All of the stars are aligned for a huge year of U.S. cotton exports. The only question is whether trucking companies, shipping lines and equipment providers will be up to the task.
“Equipment and space may hold us back,” said Ed Zaninelli, vice president of trans-Pacific westbound at Orient Overseas Container Line.
The situation can be just as dire inland, where the trucking industry will struggle to move cotton from the productive growing region of west Texas to Dallas, where cotton is stuffed into marine containers for export, said Don Lake, vice president of international operations at Centrix, a Memphis forwarder and cargo consolidator.
Strong demand from cotton mills in China, India, Pakistan and other countries in Asia will send cotton shipments soaring to that region. The National Cotton Council of America projects U.S. cotton exports for the marketing year that began on Aug. 1, 2010, will exceed 15 million bales. That is up substantially from 12 million bales in the recessionary 2009-2010 marketing year and the 13 million bales that have been the norm in recent years.

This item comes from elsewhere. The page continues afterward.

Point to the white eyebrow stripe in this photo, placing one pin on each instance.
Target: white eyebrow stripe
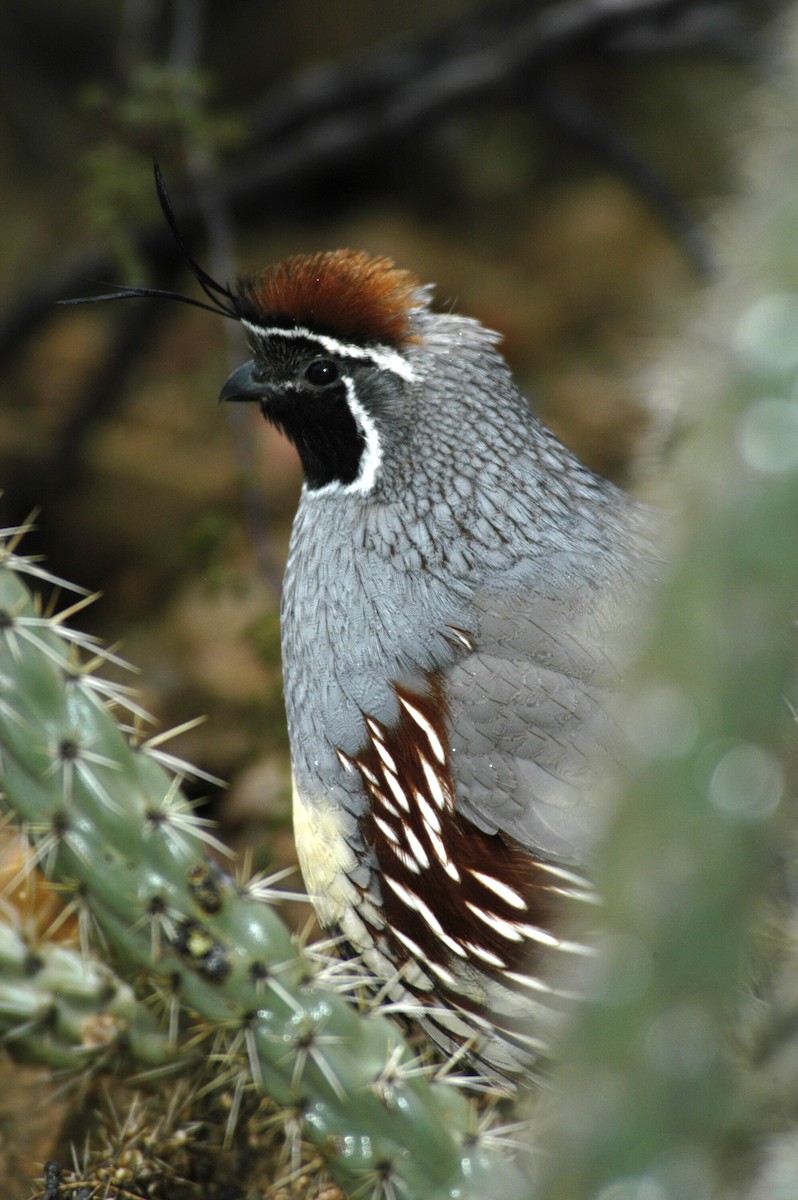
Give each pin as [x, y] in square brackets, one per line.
[382, 357]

The industry group Cotton Inc. said the marketing season began with a bang in August with weekly export sales totaling about 500,000 bales.
Equipment availability in regions usually starved for marine containers, such as the U.S. interior and the Pacific Northwest, depends on the level of imports of consumer goods from Asia. Cotton is shipped from the mills in rural areas of the South, and from the nation’s largest growing region in west Texas, to distribution hubs such as Dallas and Memphis. If those inland hubs receive large volumes of containerized merchandise from Asia, there will be enough empty containers to carry the cotton exports. The logistics of the trans-Pacific trade run counter to the needs of cotton exporters, however, because most containerized imports occur in the fall, while the winter is the busiest time of the year for cotton exports.
Cotton shippers this year will also have to compete for vessel space with exporters of myriad agricultural and scrap commodities. U.S. exports of all types are booming because of crop problems in other exporting nations, and the weak dollar that makes U.S. goods more competitive overseas.
A similar scenario could arrive in the 2011-2012 cotton export season that will begin next Aug. 1. Carryover stocks this past year were very low around the world. If China this year rebuilds its stocks, it will soak up much of the excess production, and that will leave carryover stocks low once again, prompting another strong cotton export season later this year in the U.S.